On Tue, Sep 20, 2005 at 04:55:41PM +0100, Philip Hazel wrote:
> It would need to be something entirely different. Consider
> 
>   condition = ${lookup ....}
>   
> There's no "if" involved there. "if" is only one feature of string 
> expansions. If you want to change to
> 
>   condition = eq{string1}{string2}
>   
> then the whole rhs has changed its semantics rather drastically. It's 
> no longer a generalized expanded string, but some specific conditions. 
> For compatibility, one would need to have a different name, e.g.
> 
>   iftrue = eq{string1}{string2}   

That's why I mentioned first sets.  All expansion conditions (which are
basically boolean expressions, compared to string expressions) start
with the name of a function that evaluates to a boolean result.  String
expressions, on the other side, start with probably everything else.

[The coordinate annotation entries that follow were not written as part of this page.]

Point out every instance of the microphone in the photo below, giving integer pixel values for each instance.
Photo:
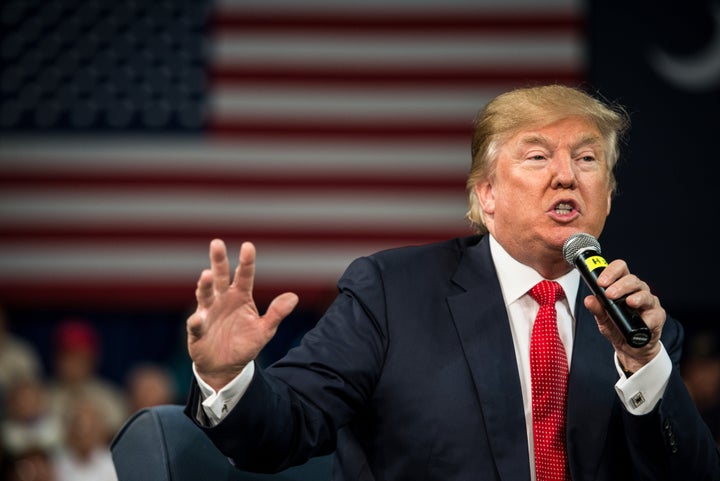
(583, 251)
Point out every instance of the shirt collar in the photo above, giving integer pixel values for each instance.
(516, 279)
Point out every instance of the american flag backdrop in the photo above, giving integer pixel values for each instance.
(132, 133)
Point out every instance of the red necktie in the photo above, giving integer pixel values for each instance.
(549, 374)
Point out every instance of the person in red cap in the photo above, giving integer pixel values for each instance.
(76, 345)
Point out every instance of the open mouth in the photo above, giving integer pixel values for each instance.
(564, 208)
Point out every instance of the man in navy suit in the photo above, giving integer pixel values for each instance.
(420, 369)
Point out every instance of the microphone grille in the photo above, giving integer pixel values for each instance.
(577, 243)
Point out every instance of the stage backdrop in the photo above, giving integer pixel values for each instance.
(662, 60)
(135, 132)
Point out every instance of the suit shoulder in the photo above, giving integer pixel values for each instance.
(427, 254)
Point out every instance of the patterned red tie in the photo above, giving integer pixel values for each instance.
(549, 374)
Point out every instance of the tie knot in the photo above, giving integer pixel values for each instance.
(547, 292)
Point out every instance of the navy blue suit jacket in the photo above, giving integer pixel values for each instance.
(411, 375)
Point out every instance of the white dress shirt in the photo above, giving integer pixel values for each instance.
(639, 393)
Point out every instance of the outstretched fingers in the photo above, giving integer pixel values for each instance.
(280, 308)
(219, 265)
(245, 272)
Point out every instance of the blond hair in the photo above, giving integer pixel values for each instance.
(523, 108)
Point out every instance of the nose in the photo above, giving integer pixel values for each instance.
(563, 172)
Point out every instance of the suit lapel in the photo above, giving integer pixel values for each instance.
(591, 396)
(481, 321)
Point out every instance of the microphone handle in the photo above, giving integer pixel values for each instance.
(628, 320)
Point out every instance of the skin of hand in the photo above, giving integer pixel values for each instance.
(617, 281)
(226, 331)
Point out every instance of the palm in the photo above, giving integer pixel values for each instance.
(226, 331)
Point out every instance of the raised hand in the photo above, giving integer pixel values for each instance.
(226, 331)
(617, 281)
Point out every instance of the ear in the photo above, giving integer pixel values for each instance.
(486, 196)
(609, 203)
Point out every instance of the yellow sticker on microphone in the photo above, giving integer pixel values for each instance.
(594, 262)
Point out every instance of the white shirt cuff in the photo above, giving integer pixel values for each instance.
(641, 392)
(217, 405)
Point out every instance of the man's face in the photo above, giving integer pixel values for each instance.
(550, 182)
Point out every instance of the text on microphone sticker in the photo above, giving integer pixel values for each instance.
(594, 262)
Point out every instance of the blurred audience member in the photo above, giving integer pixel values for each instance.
(28, 425)
(76, 363)
(701, 372)
(85, 454)
(32, 465)
(18, 358)
(149, 385)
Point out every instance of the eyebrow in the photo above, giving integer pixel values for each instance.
(538, 139)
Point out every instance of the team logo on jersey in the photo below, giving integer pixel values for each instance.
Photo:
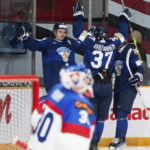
(64, 52)
(79, 104)
(118, 67)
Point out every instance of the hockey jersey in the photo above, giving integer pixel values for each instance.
(55, 54)
(126, 62)
(64, 121)
(100, 55)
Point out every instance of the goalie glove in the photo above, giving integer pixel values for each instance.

Unfortunately, I just see you are right:

  condition = eq{string1}{string2}

evaluates to true in Exim 4, because it is not the empty string, "0", "no"
or "false".  Although I am sure this has bitten many users who would
have loved to get an error message, changing that by now probably bites
someone real bad and not even I dare to suggest that change.  See, I said
I was bad at guessing first sets, but at least that's the answer why
condition does not take boolean expressions besides string expressions. ;-)
How about adding the above example to the manual?

I suggest to name the new option "if":

  if = eq{string1}{string2}

Unless we start introducing operators, which I really would like not
to, we shouldn't need any line continuation backslashes inside boolean
expressions.

Optionally, let "condition" log a warning if it evaluates to a string
that starts with a boolean function, like "eq{".